2007 National Conference on Tobacco or Health

Thursday, October 25, 2007
Exhibit Hall

Rapid Implementation of a Quitline Fax Referral Service in an Urban Area

Steven L. Bernstein, MD, Albert Einstein College of Medicine, Department of Emergency Medicine, Montefiore Medical Center, sbernste@montefiore.org, Saba Jearld, MPH, sjearld@montefiore.org, Deepa Prasad, MPH, deepany@gmail.com, Patricia Bax, patricia.bax@roswellpark.org, Ursula E. Bauer, PhD, New York State Department of Health, Center for Community Health, Bureau of Tobacco Use Prevention & Control, uxb03@health.state.ny.us.

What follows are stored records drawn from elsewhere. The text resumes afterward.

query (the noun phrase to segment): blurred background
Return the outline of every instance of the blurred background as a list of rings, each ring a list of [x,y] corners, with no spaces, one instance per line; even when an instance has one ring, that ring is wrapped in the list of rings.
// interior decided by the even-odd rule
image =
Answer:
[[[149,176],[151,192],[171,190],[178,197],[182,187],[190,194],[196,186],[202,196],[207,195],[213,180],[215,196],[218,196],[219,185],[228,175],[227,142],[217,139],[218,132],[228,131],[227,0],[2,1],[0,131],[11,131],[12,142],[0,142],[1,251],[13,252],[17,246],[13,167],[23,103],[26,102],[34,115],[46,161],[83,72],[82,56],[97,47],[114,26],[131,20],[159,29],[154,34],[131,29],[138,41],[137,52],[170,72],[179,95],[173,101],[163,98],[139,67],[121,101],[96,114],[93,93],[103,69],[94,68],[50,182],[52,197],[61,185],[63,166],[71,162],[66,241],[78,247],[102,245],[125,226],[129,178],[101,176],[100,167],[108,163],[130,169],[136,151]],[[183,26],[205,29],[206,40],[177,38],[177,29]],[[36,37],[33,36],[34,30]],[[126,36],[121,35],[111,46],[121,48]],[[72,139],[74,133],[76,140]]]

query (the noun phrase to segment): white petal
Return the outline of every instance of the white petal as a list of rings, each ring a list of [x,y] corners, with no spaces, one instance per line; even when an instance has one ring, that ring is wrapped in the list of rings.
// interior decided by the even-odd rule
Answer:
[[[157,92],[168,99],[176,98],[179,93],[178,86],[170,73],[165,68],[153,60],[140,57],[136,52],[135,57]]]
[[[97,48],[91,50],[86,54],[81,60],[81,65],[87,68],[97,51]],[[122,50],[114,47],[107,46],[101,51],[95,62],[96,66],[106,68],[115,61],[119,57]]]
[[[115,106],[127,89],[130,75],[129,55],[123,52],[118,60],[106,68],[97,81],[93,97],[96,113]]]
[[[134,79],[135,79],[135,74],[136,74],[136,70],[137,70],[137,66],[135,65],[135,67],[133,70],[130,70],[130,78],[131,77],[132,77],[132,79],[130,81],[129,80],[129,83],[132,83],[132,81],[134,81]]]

Learning Objectives: Describe the components of a successful program to implement state Quitline fax referral services in a medically underserved area.

Problem/Objective: Despite known efficacy, the state Smokers' Quitline was poorly used by Bronx providers. Our objective was to develop, implement, and evaluate a multicomponent intervention to increase the use of fax referral services to the New York State Smokers' Quitline.

Methods: In late 2004, the New York State Department of Health created 19 tobacco control centers around the state, charged with providing training and technical assistance to individual providers and health care systems. In January, 2005, the Bronx tobacco control center began to offer provider education, assistance with systems change, audit/feedback, a website tailored for local providers, regular meetings and communications, and a competition among clinical sites to increase the visibility and use of the fax referral program.

Results: Prior to program onset, no Bronx providers made fax referrals to the Quitline. After a three-month run-in period, a steady monthly increase was noted; since April, 2006, an average of 80 monthly referrals have been made by Bronx providers. In 2006, 906 fax referrals were made by Bronx providers to the Quitline, representing 0.5% of all Bronx smokers. This usage exceeds that of any other county in the state with a population greater than 500,000. Many sites have introduced systems changes to integrate fax referrals into routine clinical and administrative workflow.

Conclusions: A multicomponent program consisting of training, systems change, chart audit and feedback, friendly competition, and frequent communication can lead to a sustained increase in the use of Quitline referral services by disparate groups of health care providers.